FunCAPTCHA uses picture games, instead of scrambled words, to separate humans from bots.
An Australian tech company has devised a new method of web authentication that could do away with those annoying CAPTCHA codes, but it will likely be of little benefit to those who need it the most.
Riding the casual gaming wave, SwipeAds has introduced a new method of verification that uses short visual games to distinguish actual humans from automated spambots. But whether this new system, named FunCAPTCHA by its creators, will solve the problem once and for all has yet to be seen.
CAPTCHA is a necessary evil in today’s Internet-dependent world. Short for Completely Automated Public Turing test to tell Computers and Humans Apart, CAPTCHA is used by many websites to verify that the person sending a message or signing in is, in fact, a person and not an automated program posting spam.
The most common form of CAPTCHA features distorted word codes that users must decipher and type into a text box. But as spam technology advances, the text has become warped to the point where even people with strong vision have trouble deciphering it on the first try.
The annoyance with this old method of verification is what led game developers Matthew Ford and Kevin Gosschalk to develop FunCAPTCHA. Their system asks Web users to decipher pictures instead of words. For instance, a group of computer generated faces may appear in a box and users must identify the one female face in group of mostly male faces. In another puzzle, a user may be asked to turn a skewed picture right-side up. You can try it for yourself at the company’s website.
The puzzles are indeed easier to decipher for abled users. It takes just a few seconds (in a truly game like touch, FunCAPTCHA tells you how much time you took to solve their puzzles). To call them games may be a stretch, since it’s highly unlikely that users will begin logging onto websites over and over just to orient a picture. But the founders said their main goal was to come up with an easier form of authentication, not to create the next Candy Crush Saga.
According to NBC News, FunCAPTCHA, which launched in February, is already being used by more than 4,200 sites and stops more than 225,000 spam attacks a day.
But this new verification system may not be a magic bullet that stops spammers. After all, text CAPTCHA has had to constantly evolve as spammers develop increasingly sophisticated recognition programs, and there’s nothing to prove that the same can’t happen with FunCAPTCHA. Advanced facial recognition software already exists and is regularly being used by social networks and law enforcement—albeit with varying degrees of success.

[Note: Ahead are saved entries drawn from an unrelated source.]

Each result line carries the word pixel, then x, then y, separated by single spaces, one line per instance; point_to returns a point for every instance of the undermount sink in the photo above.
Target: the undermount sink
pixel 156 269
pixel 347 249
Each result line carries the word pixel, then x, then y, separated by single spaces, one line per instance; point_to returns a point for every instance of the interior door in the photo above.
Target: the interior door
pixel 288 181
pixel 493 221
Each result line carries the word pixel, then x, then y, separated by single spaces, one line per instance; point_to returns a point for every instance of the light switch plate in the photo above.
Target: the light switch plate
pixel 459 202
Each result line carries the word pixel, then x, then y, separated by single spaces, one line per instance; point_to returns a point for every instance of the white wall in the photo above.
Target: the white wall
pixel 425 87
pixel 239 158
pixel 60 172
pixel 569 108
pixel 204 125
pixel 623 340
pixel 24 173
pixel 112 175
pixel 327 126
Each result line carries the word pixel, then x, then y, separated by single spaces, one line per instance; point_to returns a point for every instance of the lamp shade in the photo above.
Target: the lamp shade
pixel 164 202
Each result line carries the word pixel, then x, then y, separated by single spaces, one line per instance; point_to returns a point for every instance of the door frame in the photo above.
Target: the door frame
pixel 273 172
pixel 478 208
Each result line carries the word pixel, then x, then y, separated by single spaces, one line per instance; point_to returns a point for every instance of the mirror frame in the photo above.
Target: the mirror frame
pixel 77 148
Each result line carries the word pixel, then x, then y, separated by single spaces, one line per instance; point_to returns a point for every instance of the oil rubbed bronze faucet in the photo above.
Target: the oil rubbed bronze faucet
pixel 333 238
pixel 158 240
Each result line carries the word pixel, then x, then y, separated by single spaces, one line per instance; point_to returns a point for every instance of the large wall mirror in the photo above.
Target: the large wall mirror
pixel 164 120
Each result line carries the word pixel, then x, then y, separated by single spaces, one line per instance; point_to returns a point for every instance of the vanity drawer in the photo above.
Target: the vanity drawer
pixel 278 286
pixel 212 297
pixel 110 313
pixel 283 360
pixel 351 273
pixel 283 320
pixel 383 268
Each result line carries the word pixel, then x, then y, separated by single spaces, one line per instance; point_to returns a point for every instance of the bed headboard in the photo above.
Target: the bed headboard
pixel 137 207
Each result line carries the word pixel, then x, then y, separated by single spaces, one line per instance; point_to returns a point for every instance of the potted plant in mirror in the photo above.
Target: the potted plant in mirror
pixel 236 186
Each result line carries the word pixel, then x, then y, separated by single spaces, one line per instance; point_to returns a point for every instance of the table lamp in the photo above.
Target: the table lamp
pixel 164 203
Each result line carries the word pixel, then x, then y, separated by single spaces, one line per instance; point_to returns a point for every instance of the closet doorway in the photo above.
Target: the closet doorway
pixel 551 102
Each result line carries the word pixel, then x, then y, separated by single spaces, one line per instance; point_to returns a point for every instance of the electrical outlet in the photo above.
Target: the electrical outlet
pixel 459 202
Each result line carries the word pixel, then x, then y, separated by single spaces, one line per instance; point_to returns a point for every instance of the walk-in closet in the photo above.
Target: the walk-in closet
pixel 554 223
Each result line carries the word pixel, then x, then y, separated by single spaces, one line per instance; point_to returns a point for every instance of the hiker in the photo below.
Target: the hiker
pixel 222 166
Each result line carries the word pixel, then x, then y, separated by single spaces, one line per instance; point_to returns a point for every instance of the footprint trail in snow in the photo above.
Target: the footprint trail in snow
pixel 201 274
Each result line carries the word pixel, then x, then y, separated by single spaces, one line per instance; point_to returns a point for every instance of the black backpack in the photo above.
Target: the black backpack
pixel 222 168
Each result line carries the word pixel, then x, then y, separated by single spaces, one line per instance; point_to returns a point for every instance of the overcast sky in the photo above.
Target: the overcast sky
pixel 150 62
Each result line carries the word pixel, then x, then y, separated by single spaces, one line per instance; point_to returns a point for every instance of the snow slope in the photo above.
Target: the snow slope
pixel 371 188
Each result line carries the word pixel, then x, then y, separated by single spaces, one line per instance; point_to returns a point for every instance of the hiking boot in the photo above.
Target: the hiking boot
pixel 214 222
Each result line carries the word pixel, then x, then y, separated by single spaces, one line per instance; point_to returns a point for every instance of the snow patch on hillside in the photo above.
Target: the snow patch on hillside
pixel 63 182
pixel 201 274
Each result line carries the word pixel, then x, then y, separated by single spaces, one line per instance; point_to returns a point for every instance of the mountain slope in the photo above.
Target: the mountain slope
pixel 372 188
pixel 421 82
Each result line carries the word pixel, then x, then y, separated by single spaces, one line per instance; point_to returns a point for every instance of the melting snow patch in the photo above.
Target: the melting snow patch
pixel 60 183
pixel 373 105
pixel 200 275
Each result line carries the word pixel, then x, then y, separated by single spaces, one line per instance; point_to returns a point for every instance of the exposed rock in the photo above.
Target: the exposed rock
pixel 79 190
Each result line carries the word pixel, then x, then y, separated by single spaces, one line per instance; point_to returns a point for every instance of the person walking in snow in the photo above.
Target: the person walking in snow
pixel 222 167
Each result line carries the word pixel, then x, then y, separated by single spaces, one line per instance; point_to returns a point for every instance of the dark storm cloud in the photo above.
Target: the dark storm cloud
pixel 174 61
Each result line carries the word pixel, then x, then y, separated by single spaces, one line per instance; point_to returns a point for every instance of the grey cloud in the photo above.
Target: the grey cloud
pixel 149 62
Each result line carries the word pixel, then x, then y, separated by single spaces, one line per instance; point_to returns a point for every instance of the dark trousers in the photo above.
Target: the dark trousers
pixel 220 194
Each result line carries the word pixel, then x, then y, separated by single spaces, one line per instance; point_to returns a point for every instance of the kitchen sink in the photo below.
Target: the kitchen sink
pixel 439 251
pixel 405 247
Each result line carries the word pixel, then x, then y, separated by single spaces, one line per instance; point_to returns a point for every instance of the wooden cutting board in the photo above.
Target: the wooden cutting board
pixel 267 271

But the creators confidently told NBC that the human brain was still miles ahead of computers in the visual recognition field.
“The human brain and computers are very different from one another,” Ford said. “The ability to recognize differences and nuances in human faces, that’s just part of our evolution as a species. If a computer found that easy to do, we’d already have fantastic-looking computer graphics!”
Their program may help alleviate the annoyance that most web users feel when confronted with humanity tests, but it will do little to help those most infuriated by CAPTCHA. The blind and visually impaired continue to lead the charge against CAPTCHA, which routinely inhibits their ability to browse the web independently.
The words, which are already difficult for people with 20/20 vision to decipher, are practically impossible for the visually impaired to complete. And though some CAPTCHA programs have audio options, they are often so garbled that they are of little use.
The problem is so bad that even the White House recently came under fire for CAPTCHA inaccessibility on its We The People petition website. Picture-based games like FunCAPTCHA could make life easier for sighted users, but they won’t fix the most broken aspect of CAPTCHA.